Ultra Fast substructure search based on the VF2 outperforms CDK UIT

by chembioinfo

Updated (17 March 2010): Gilleain and myself were able to code an ultrafast VF2 algorithm for Isomorphism substructure search (permutation bug is resolved). The code is ported or re-factored from Chemkit and I have further optimised the code at our end. The previous VF2 code in the SMSD is more MCS oriented which was a big compromise in terms of speed while performing a substructure search. I have mentioned these issues in a previous blog. The whole idea of a substructure search is to answer a boolean question i.e. is A a subgraph/substructure of B ? If the answer is true then matching atoms are reported.
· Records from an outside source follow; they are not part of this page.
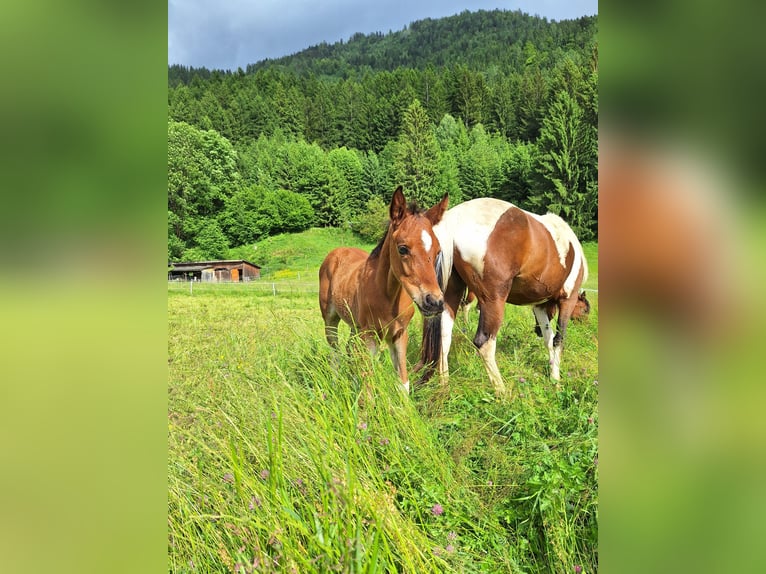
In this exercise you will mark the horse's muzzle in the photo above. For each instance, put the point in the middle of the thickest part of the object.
(431, 305)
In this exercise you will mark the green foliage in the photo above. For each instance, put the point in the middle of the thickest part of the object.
(488, 103)
(416, 157)
(202, 175)
(370, 225)
(565, 165)
(282, 455)
(211, 243)
(284, 211)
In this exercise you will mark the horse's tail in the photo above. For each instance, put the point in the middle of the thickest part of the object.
(432, 326)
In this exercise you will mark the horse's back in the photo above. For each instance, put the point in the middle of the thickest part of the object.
(337, 275)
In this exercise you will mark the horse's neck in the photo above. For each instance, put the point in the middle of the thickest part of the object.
(386, 283)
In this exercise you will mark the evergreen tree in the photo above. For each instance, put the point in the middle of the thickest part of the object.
(566, 150)
(416, 157)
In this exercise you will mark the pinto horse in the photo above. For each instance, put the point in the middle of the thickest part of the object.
(580, 312)
(504, 254)
(375, 293)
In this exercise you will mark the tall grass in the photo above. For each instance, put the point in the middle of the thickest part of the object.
(286, 457)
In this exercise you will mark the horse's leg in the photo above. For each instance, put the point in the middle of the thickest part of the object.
(541, 315)
(550, 309)
(566, 309)
(398, 352)
(490, 318)
(452, 297)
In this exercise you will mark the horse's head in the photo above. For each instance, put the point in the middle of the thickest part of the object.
(414, 251)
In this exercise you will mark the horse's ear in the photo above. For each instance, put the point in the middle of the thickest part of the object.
(435, 214)
(398, 207)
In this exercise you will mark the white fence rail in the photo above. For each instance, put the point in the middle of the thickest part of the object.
(258, 287)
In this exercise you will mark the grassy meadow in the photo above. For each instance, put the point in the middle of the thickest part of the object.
(283, 457)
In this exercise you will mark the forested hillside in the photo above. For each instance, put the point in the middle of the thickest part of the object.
(488, 103)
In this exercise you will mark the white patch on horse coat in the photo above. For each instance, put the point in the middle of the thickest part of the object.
(427, 242)
(563, 236)
(476, 219)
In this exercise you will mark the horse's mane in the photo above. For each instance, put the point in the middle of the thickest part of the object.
(412, 209)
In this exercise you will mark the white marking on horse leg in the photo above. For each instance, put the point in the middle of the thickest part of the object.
(447, 324)
(547, 331)
(427, 241)
(400, 366)
(487, 353)
(556, 363)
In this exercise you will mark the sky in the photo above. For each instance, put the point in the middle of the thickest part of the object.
(230, 34)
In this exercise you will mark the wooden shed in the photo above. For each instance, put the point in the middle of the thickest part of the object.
(232, 270)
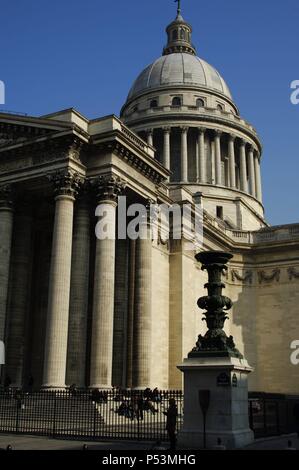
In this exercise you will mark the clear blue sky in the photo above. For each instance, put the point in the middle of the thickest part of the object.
(57, 54)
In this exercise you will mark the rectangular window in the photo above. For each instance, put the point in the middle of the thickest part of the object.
(219, 212)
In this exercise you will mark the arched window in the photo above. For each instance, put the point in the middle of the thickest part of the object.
(176, 101)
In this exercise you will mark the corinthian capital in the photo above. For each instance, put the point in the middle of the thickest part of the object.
(6, 196)
(66, 182)
(108, 187)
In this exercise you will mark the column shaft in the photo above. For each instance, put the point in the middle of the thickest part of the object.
(218, 169)
(202, 156)
(251, 172)
(243, 167)
(59, 294)
(258, 178)
(18, 308)
(103, 304)
(150, 139)
(184, 155)
(232, 161)
(142, 313)
(77, 335)
(166, 149)
(6, 227)
(120, 333)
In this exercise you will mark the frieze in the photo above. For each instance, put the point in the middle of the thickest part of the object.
(40, 153)
(293, 273)
(247, 277)
(140, 165)
(267, 277)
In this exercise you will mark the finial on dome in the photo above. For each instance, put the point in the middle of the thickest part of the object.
(179, 35)
(179, 6)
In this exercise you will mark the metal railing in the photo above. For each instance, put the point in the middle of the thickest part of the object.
(272, 414)
(74, 414)
(135, 415)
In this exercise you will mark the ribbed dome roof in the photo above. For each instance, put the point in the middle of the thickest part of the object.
(179, 69)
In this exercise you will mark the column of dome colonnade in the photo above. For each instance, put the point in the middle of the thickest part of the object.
(6, 228)
(141, 371)
(243, 171)
(77, 334)
(108, 189)
(20, 279)
(67, 184)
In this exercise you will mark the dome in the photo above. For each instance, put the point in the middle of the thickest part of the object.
(179, 69)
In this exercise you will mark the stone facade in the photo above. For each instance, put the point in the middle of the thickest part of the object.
(76, 309)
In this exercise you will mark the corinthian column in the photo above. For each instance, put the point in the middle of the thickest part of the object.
(232, 161)
(202, 156)
(18, 306)
(77, 335)
(166, 149)
(142, 310)
(150, 134)
(258, 178)
(66, 186)
(243, 167)
(108, 190)
(218, 157)
(184, 154)
(6, 226)
(251, 172)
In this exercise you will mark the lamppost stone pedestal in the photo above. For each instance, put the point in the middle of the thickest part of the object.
(216, 370)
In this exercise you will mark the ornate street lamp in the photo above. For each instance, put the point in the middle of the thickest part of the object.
(215, 343)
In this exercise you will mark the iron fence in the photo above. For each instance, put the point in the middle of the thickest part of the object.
(127, 414)
(272, 414)
(76, 414)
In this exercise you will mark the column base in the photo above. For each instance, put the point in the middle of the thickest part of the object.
(53, 388)
(193, 439)
(227, 418)
(101, 386)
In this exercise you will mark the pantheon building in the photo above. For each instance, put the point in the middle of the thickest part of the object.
(75, 309)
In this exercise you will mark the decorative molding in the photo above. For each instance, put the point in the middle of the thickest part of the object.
(293, 273)
(6, 196)
(247, 277)
(66, 182)
(37, 153)
(135, 161)
(274, 276)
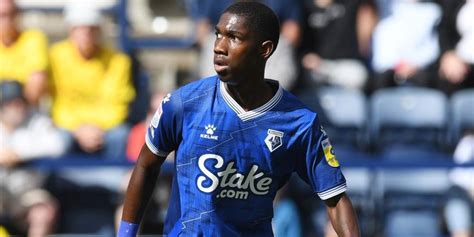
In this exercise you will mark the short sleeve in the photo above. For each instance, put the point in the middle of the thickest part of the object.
(164, 132)
(318, 165)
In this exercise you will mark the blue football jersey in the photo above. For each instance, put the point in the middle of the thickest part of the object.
(230, 162)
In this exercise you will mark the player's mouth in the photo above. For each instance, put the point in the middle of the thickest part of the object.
(220, 65)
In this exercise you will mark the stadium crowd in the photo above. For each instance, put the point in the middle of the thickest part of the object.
(76, 98)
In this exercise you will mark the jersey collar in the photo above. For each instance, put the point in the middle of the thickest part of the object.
(251, 114)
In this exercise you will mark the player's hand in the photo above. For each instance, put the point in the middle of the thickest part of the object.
(405, 70)
(9, 158)
(311, 61)
(89, 137)
(452, 68)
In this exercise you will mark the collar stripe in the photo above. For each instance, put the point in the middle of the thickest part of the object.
(247, 115)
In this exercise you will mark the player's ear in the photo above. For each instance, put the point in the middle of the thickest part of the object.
(267, 49)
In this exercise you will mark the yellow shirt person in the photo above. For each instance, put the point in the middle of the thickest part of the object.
(26, 55)
(89, 91)
(26, 60)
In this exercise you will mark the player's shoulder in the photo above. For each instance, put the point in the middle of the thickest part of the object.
(296, 108)
(198, 88)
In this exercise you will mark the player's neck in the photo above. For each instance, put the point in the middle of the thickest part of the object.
(8, 39)
(251, 95)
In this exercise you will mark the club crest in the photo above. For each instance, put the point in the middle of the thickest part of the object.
(274, 139)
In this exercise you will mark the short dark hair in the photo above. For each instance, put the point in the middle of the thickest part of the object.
(259, 18)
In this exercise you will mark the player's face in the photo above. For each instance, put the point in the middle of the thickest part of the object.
(235, 49)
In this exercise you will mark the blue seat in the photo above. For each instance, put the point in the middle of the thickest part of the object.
(408, 118)
(462, 114)
(342, 112)
(410, 200)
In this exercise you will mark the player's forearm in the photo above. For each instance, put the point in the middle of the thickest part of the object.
(343, 217)
(138, 194)
(141, 185)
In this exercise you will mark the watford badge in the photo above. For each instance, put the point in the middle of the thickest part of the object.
(329, 153)
(274, 139)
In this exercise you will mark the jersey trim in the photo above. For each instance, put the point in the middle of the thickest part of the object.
(153, 149)
(333, 191)
(248, 115)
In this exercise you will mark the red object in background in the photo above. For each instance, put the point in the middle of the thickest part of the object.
(136, 139)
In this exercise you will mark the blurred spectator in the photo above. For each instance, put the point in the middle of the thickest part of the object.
(457, 45)
(459, 208)
(92, 86)
(282, 64)
(337, 36)
(25, 134)
(136, 138)
(405, 43)
(23, 54)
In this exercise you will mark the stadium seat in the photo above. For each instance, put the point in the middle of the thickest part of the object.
(410, 200)
(408, 119)
(343, 113)
(462, 114)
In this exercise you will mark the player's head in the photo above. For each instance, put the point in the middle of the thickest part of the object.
(246, 36)
(260, 19)
(84, 22)
(8, 14)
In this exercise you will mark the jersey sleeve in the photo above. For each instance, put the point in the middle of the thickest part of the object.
(164, 132)
(318, 165)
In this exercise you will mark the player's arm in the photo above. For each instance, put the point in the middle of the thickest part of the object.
(342, 215)
(141, 185)
(139, 191)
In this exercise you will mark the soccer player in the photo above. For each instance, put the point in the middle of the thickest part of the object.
(238, 137)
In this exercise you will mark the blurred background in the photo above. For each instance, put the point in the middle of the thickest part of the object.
(392, 81)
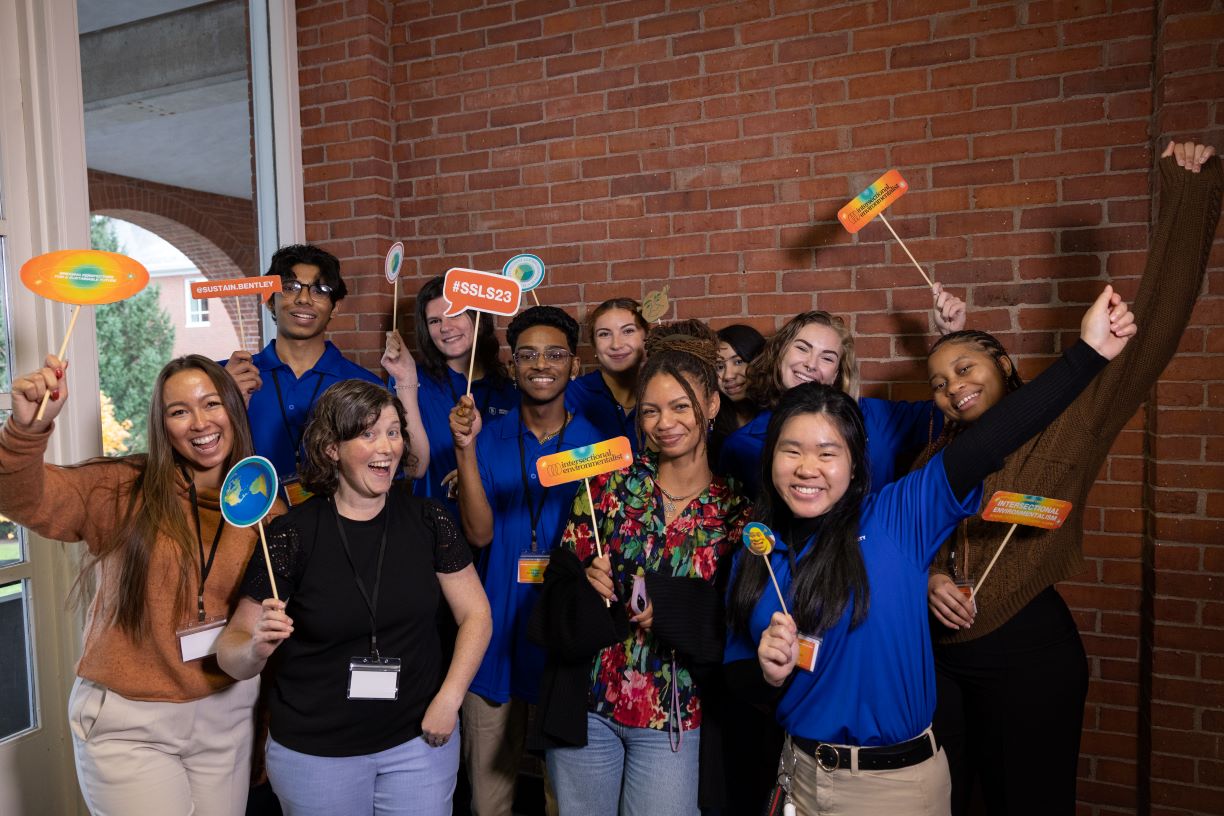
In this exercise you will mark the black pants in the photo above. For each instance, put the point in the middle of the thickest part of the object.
(1010, 711)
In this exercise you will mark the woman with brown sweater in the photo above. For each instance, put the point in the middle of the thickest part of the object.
(1011, 672)
(157, 727)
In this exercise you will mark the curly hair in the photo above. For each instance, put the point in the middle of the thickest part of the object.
(765, 372)
(344, 411)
On the other hand MCS where it’s about reporting the commonality between A and B.

Below is the benchmark graph which speaks about the performance (30 queries were subjected to 15030 targets, same as my previous benchmark test cases) of the VF2.

Optimised Chemkit VF2 vs CDK's UIT
Substructure benchmark results between VF and CDK’s UIT
X-axis: 30 test cases subjected to 15030 targets (results are sorted in ascending order of the query atom count). Y- axis: total percentage of time spent in calculating the substructures.

As is apparent from the benchmark graph, VF2 takes less than 10-20% of the total time (in most cases) for performing substructure searches (results are sorted in ascending order of the query atom count). So as for now we have an implementation which at last outperforms UIT (CDK code) in terms of speed for automorphic graphs. The performance of the VF2 improves as the query atom count (graph size) increases. We might need a few changes in the CDK AtomContainer class itself to further improve the speed/performance but this will involve further discussions with CDK developers.